Investor ownership is influencing the condominium markets in key urban centers like Toronto, Vancouver, and other Ontario cities. Investors hold a significant presence among small condominium apartments in Toronto and Vancouver. In 2022, nearly two in five condominium apartments (38.9%) in the Toronto CMA were classified as investment properties, while 34.2% in the Vancouver CMA were also investment properties. Furthermore, some areas in Ontario exhibit a notably higher share of condominium apartments functioning as investment properties compared to traditional rental buildings.

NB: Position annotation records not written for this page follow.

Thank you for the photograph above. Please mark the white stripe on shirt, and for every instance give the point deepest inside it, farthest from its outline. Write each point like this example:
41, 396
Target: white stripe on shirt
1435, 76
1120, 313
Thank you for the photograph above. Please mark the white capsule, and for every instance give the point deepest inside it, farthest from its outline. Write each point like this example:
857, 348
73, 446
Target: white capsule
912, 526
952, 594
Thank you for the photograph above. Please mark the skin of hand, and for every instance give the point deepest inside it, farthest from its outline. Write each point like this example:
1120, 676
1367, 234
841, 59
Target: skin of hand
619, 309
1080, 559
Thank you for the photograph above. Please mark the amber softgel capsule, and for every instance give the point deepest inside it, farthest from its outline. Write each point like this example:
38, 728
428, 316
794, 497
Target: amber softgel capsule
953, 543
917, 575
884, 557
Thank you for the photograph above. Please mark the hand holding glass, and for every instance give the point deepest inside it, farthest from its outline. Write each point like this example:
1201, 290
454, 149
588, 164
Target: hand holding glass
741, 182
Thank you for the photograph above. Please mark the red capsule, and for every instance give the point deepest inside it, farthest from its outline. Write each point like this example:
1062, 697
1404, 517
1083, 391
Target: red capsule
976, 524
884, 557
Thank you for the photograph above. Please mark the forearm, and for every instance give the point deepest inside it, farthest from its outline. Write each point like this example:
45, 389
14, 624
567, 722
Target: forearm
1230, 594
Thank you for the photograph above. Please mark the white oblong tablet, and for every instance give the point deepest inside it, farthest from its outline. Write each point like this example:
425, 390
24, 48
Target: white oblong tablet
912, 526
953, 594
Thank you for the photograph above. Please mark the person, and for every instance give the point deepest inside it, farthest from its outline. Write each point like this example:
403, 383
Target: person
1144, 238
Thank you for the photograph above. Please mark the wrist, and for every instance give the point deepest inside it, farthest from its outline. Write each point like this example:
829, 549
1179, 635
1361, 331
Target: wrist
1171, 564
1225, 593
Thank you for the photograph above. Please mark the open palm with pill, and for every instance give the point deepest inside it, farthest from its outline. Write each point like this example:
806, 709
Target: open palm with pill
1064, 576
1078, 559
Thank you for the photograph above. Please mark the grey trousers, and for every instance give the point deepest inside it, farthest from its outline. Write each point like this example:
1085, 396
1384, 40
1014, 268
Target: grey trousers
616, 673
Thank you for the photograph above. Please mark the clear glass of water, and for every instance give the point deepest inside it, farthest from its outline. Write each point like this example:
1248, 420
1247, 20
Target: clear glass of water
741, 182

Statistics Canada released data and insights on October 3, 2024, highlighting these trends, as well as their impacts on key metro markets, including shrinking condo sizes, pre-construction sales, tax-driven building classification practices, and investor-related impacts, which are shaping these markets.
Source: Statistics Canada
Pre-Construction and Decline in Unit Sizes
In the condominium market, developers rely on pre-construction sales to secure financing for their projects. Because investors are heavy buyers in pre-construction sales, their preferences play a significant role in determining what type of units get built. As a result, developers are tending to focus on smaller units, as investors perceive them to generate higher returns. Smaller units often bring in higher rent per square foot, making them more appealing for rental income purposes.
In Toronto, this preference for smaller units is becoming evident, with nearly two-thirds of units under 600 square feet owned by investors in 2022. In contrast, less than half of the larger, 800-square-foot units were owned by investors, emphasizing the trend toward smaller properties.
In Toronto, the median size of newly built units has shrunk dramatically, from 947 square feet in the 1990s to just 640 square feet for units constructed after 2016. Vancouver has experienced a similar trend, with unit sizes decreasing from 912 square feet in the 1990s to 790 square feet for newer units.
Source: Statistics Canada
Tax Incentives and Investor Ownership
Also noted in the Statistics Canada release, is that the historical presence of tax incentives has driven the increase in investor ownership in some Ontario cities. These incentives enabled large apartment buildings to face lower municipal tax rates if they were split into distinct condominium units, rather than being treated as a single rental property. This led to a higher number of condominium apartments being used as investment properties, particularly in cities like London, Windsor, and Kitchener-Cambridge-Waterloo.
In 2022, 85.5% of condominium apartments in London were owned by investors, far surpassing the provincial average of 43.5%. Windsor saw a similar trend, with 64.4% of units owned by investors, while Kitchener-Cambridge-Waterloo had an investor ownership rate of 60.7%.
Source: Statistics Canada
However, this pattern changes when excluding entire condominium apartment buildings owned by a single investor. Without these large-scale investor-owned buildings, the share of investor-owned condominium apartments in these cities drops closer to the provincial average.
The phenomenon of classifying large apartment buildings as separate condominium apartments for tax benefits is not as prevalent in Toronto. The share of investor-owned condominium apartments in the Toronto Census Metropolitan Area (CMA) has remained stable, with approximately four in ten properties being investor-owned. The stability of investor ownership in Toronto contrasts with the higher rates seen in some other Ontario cities.
Vancouver has followed similar trends to Toronto when it comes to investor ownership. The market continues to see strong investor interest, particularly in smaller condominium units. This reflects a broader pattern seen across both cities, where developers have responded to investor demand by building more compact living spaces.